I've sort of been using the two terms interchangeably, but you raise a very good point as to the differences. Unfortunately, I don't think it's possible to really know without some level of understanding, or perhaps it would be better to say that knowing inherently brings about some measure of understanding.

 

 

Matopicus
But we need to at least come to terms with the fact that it's america in general and anybody associated with america that these people hate.
My university doesn't get any newspapers, cable, or magazines, and I'm mooching wi-fi from the pizza place down the street, so I can't really access that much in the way of current news. Have they found any information on the bombers' motivations yet?

on Apr 22, 2013

Scoutdog
Have they found any information on the bombers' motivations yet?

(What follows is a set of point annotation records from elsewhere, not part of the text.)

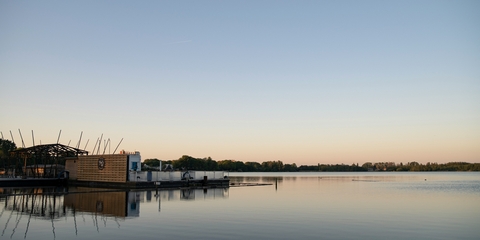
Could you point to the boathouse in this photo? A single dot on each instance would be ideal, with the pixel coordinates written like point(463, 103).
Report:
point(113, 168)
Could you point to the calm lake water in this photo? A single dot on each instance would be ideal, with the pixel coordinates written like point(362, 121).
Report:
point(295, 206)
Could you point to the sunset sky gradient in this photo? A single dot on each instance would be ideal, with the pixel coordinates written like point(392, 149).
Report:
point(303, 82)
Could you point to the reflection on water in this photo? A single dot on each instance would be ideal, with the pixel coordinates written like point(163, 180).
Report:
point(98, 206)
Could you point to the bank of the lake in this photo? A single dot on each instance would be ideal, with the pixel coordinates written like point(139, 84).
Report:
point(310, 205)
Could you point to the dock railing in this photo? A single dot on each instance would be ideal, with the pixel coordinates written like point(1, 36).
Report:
point(175, 175)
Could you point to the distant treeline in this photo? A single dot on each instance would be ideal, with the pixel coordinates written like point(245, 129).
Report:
point(207, 164)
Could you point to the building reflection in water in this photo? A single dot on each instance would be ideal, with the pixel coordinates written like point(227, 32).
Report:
point(21, 206)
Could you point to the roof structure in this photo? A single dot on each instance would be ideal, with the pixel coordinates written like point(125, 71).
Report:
point(53, 150)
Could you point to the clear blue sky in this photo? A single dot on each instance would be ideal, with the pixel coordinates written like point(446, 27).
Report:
point(298, 81)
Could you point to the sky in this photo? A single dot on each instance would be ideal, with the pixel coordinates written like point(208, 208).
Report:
point(302, 82)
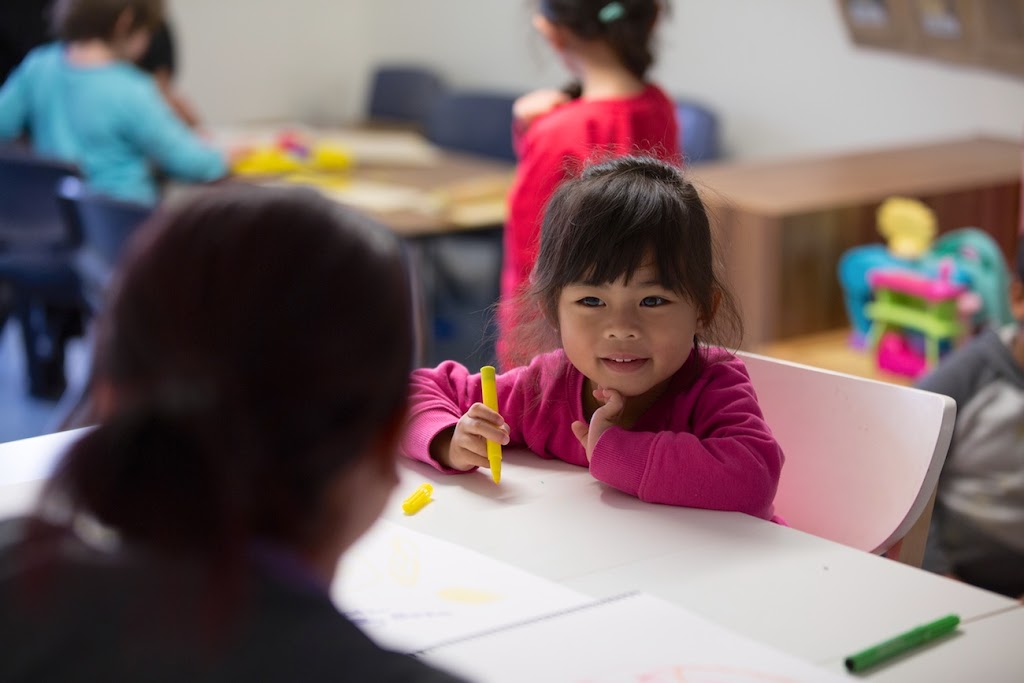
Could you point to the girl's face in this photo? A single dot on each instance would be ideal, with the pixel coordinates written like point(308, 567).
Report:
point(628, 337)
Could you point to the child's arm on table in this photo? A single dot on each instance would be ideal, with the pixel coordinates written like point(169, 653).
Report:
point(725, 459)
point(449, 425)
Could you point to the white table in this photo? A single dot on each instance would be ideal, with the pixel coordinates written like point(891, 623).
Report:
point(815, 599)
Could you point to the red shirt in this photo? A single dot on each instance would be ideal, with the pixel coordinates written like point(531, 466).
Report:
point(556, 146)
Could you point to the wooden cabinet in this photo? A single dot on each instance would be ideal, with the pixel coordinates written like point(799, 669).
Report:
point(782, 225)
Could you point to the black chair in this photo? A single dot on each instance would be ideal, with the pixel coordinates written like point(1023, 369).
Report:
point(479, 123)
point(403, 93)
point(39, 284)
point(103, 224)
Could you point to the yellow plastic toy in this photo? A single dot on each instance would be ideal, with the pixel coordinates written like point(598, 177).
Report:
point(266, 161)
point(327, 157)
point(907, 225)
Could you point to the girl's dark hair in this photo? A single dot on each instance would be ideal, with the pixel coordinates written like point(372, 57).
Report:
point(257, 341)
point(605, 224)
point(86, 19)
point(628, 28)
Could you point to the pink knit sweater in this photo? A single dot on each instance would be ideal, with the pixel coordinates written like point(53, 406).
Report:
point(702, 444)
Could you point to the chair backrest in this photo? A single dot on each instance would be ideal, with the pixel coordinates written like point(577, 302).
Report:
point(30, 217)
point(103, 224)
point(698, 136)
point(476, 122)
point(862, 457)
point(403, 93)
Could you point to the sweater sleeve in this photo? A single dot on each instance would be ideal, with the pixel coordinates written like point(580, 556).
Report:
point(162, 136)
point(724, 459)
point(13, 104)
point(439, 396)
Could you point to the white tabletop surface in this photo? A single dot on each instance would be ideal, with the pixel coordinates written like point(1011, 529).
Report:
point(807, 596)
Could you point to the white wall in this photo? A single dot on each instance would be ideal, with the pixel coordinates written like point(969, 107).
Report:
point(782, 74)
point(270, 59)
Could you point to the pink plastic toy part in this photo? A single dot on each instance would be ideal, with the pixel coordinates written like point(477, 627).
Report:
point(895, 354)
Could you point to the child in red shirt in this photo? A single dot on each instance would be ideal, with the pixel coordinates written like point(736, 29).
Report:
point(606, 46)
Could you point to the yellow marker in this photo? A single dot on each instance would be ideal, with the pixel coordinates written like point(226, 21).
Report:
point(420, 497)
point(491, 400)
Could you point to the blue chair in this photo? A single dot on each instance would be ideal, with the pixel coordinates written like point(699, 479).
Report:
point(37, 275)
point(403, 94)
point(479, 123)
point(104, 224)
point(698, 135)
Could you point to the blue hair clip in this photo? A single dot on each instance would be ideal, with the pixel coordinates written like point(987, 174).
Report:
point(611, 12)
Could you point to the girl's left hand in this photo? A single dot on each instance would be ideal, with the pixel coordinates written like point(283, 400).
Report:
point(604, 417)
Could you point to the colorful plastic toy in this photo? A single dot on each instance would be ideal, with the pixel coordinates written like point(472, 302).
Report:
point(909, 226)
point(292, 153)
point(915, 317)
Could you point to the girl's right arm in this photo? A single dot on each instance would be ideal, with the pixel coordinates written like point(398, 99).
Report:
point(448, 423)
point(162, 136)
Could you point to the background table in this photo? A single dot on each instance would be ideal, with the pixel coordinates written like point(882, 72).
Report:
point(448, 206)
point(784, 224)
point(807, 596)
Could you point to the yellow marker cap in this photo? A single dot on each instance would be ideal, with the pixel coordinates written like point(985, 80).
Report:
point(489, 389)
point(420, 497)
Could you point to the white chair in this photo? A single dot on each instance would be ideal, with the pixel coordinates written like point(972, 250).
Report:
point(862, 457)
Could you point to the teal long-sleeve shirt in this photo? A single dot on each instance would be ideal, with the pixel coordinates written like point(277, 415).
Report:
point(110, 120)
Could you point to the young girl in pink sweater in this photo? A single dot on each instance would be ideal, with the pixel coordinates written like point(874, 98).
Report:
point(639, 389)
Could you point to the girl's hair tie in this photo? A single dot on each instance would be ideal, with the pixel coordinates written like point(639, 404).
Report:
point(611, 12)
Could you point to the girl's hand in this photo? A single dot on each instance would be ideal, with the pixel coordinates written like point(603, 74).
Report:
point(604, 417)
point(537, 103)
point(465, 446)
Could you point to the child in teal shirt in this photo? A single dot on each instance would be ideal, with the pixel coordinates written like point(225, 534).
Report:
point(83, 100)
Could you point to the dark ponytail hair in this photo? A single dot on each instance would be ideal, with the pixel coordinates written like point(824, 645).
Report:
point(628, 28)
point(257, 341)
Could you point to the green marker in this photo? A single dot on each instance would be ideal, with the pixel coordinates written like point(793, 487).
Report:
point(901, 643)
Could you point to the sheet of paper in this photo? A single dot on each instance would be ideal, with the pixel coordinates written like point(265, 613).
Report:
point(368, 146)
point(410, 591)
point(390, 147)
point(366, 195)
point(633, 639)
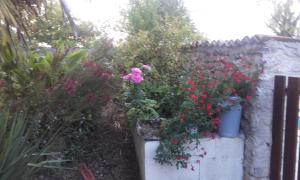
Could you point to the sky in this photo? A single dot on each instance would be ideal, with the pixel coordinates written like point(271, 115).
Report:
point(217, 19)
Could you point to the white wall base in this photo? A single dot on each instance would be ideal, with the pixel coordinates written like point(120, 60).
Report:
point(224, 161)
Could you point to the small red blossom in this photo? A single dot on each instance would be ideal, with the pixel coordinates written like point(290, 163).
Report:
point(216, 122)
point(193, 96)
point(89, 64)
point(181, 117)
point(204, 95)
point(192, 168)
point(70, 86)
point(247, 98)
point(2, 83)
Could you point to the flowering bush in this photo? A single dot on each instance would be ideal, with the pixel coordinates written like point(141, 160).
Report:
point(209, 84)
point(138, 106)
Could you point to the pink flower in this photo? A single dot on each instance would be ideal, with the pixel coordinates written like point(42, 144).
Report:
point(127, 77)
point(137, 78)
point(2, 83)
point(147, 67)
point(136, 71)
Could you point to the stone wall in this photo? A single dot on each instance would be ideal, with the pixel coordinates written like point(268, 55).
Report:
point(278, 56)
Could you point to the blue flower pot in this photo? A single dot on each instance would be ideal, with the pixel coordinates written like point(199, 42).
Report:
point(230, 122)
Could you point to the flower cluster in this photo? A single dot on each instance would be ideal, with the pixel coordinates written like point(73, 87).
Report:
point(139, 106)
point(2, 83)
point(70, 86)
point(135, 76)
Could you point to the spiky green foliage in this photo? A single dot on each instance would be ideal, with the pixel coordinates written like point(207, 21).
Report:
point(15, 149)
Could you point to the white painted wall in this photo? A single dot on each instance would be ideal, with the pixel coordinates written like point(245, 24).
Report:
point(224, 161)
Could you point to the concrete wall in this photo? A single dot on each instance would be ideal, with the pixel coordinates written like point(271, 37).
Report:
point(224, 161)
point(278, 56)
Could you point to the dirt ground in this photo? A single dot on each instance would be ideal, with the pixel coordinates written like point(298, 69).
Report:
point(109, 153)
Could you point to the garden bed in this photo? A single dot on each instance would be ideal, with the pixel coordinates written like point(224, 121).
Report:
point(109, 153)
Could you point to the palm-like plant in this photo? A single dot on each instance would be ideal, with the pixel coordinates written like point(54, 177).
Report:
point(15, 150)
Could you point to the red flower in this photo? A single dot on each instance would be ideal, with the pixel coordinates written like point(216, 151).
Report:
point(204, 95)
point(247, 98)
point(2, 84)
point(181, 117)
point(193, 96)
point(192, 168)
point(70, 86)
point(216, 122)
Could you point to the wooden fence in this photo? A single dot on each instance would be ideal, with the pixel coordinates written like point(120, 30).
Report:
point(284, 129)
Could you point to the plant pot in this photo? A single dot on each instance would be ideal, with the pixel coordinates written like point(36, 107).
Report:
point(230, 121)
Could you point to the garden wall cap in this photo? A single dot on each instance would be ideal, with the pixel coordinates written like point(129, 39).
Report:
point(256, 39)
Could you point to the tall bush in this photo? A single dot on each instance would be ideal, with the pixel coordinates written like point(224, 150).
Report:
point(156, 31)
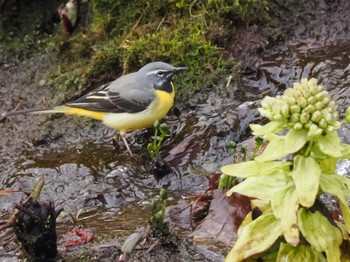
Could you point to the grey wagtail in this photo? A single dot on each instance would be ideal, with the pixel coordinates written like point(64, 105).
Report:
point(131, 102)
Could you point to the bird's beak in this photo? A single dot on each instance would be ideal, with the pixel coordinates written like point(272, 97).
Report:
point(179, 69)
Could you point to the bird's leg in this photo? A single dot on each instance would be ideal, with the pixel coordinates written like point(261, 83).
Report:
point(126, 144)
point(116, 139)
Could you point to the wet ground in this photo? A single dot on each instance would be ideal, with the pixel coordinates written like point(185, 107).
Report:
point(84, 170)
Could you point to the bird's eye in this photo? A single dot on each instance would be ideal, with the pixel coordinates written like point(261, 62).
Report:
point(160, 73)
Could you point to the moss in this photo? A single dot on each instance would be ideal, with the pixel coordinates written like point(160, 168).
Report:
point(116, 36)
point(24, 23)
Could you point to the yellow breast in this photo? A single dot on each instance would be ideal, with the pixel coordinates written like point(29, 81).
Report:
point(132, 121)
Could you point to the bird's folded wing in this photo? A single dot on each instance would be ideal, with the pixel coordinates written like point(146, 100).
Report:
point(104, 100)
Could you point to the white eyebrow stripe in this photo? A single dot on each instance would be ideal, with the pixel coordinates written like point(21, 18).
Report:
point(155, 72)
point(97, 97)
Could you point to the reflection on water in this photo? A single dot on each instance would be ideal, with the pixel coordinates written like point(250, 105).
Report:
point(83, 170)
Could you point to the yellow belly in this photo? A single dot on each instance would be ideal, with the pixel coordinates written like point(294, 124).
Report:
point(127, 121)
point(132, 121)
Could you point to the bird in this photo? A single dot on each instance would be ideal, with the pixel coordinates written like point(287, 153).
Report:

No, i was using the term "they" in regards to terrorists that attack the US in general. Not these two particular ones.

on Apr 22, 2013

Matopicus
No, i was using the term "they" in regards to terrorists that attack the US in general. Not these two particular ones.
Oh. Ok. My mistake.

on Apr 22, 2013

I agree with Frogboy that, compassion or empathy cannot be the emotion towards monsters like whoever did the Boston's bombing. But anger will never be the answer for anything good.

Do you understand that this was probably the same feeling that motivated the action of these two monsters?

Let's do an analysis of the past and try to understand what Gandhi meant.

What most of you think about the bombing of Hiroshima and Nagasaki?

An action that caused the death of thousands of innocent people.

And that action was approved by the U.S. population because the ANGER felt in relation to the cowardly attack on Pearl Harbor.

"An eye for an eye will make the whole world blind"

“... Anger leads to hate. Hate leads to suffering.”